Scientific classification
- Kingdom: Plantae
- Clade: Tracheophytes
- Clade: Angiosperms
- Clade: Eudicots
- Clade: Rosids
- Order: Fabales
- Family: Fabaceae
- Subfamily: Faboideae
- Genus: Lupinus
- Species: L. cervinus
- Binomial name: Lupinus cervinus Kellogg
- Synonyms: Lupinus latissimus;

= Lupinus cervinus =

- Genus: Lupinus
- Species: cervinus
- Authority: Kellogg
- Conservation status: G3
- Synonyms: Lupinus latissimus

Species of legume

Lupinus cervinus is a species of lupine known by the common name Santa Lucia lupine. It is endemic to the Santa Lucia Mountains in the Central Coast Ranges in California, where it is an uncommon member of the flora in the mountain forests. This is a hairy gray-green perennial herb growing up to 30–70 cm tall.

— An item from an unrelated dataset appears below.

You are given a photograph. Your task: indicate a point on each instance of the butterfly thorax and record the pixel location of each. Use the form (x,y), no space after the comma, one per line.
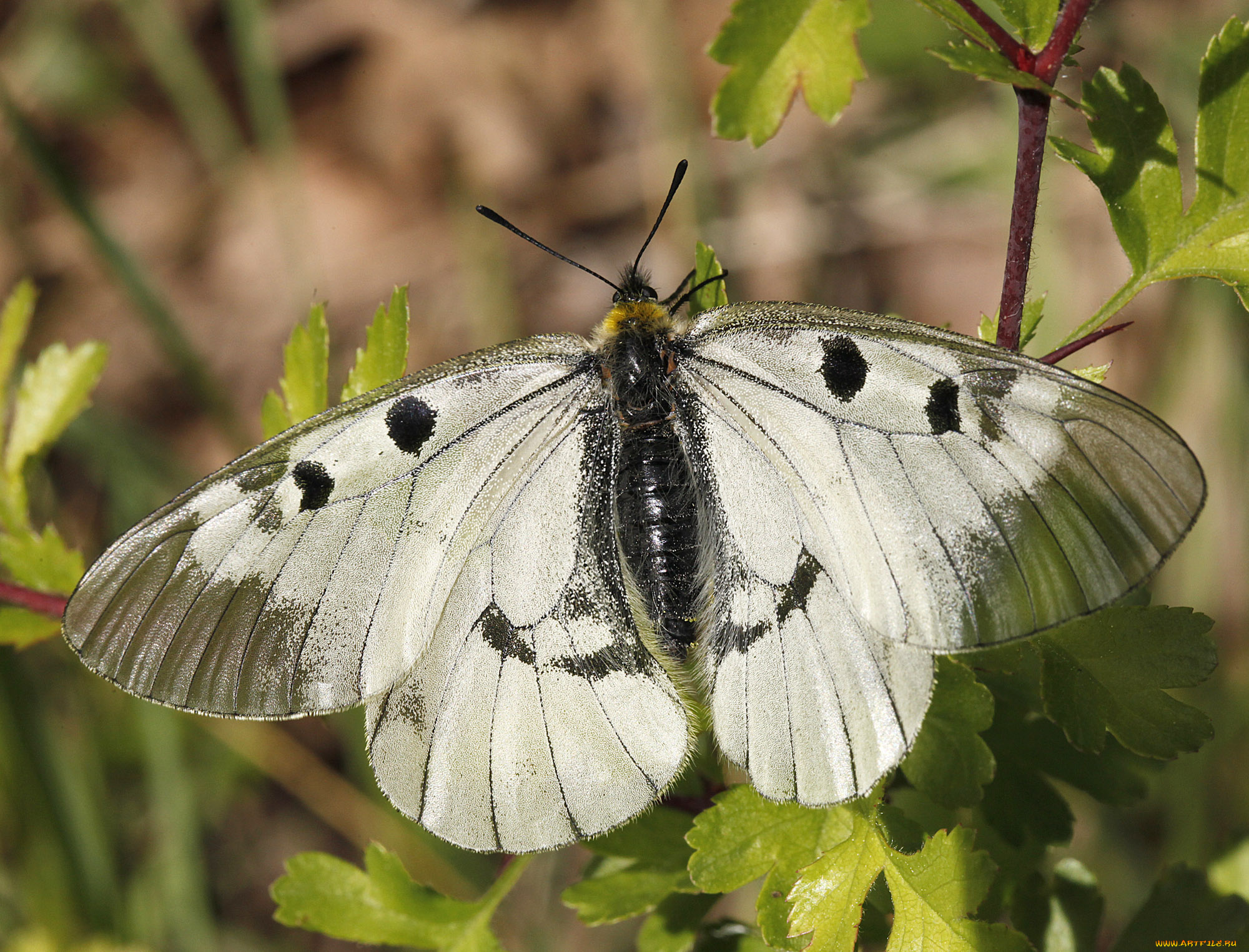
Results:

The erect stem is surrounded by clusters of spreading leaves. Each palmate leaf is made up of 4 to 8 leaflets up to 8 cm long and 3 cm wide, which is wider than the leaflets of most lupines. The inflorescence bears many flowers, sometimes in whorls, each between 1 cm and 2 cm long. The flower is often bright pink, but may be shades of blue to nearly white. There is often a yellow patch on the banner. The fruit is a hairy legume pod up to 6 cm long.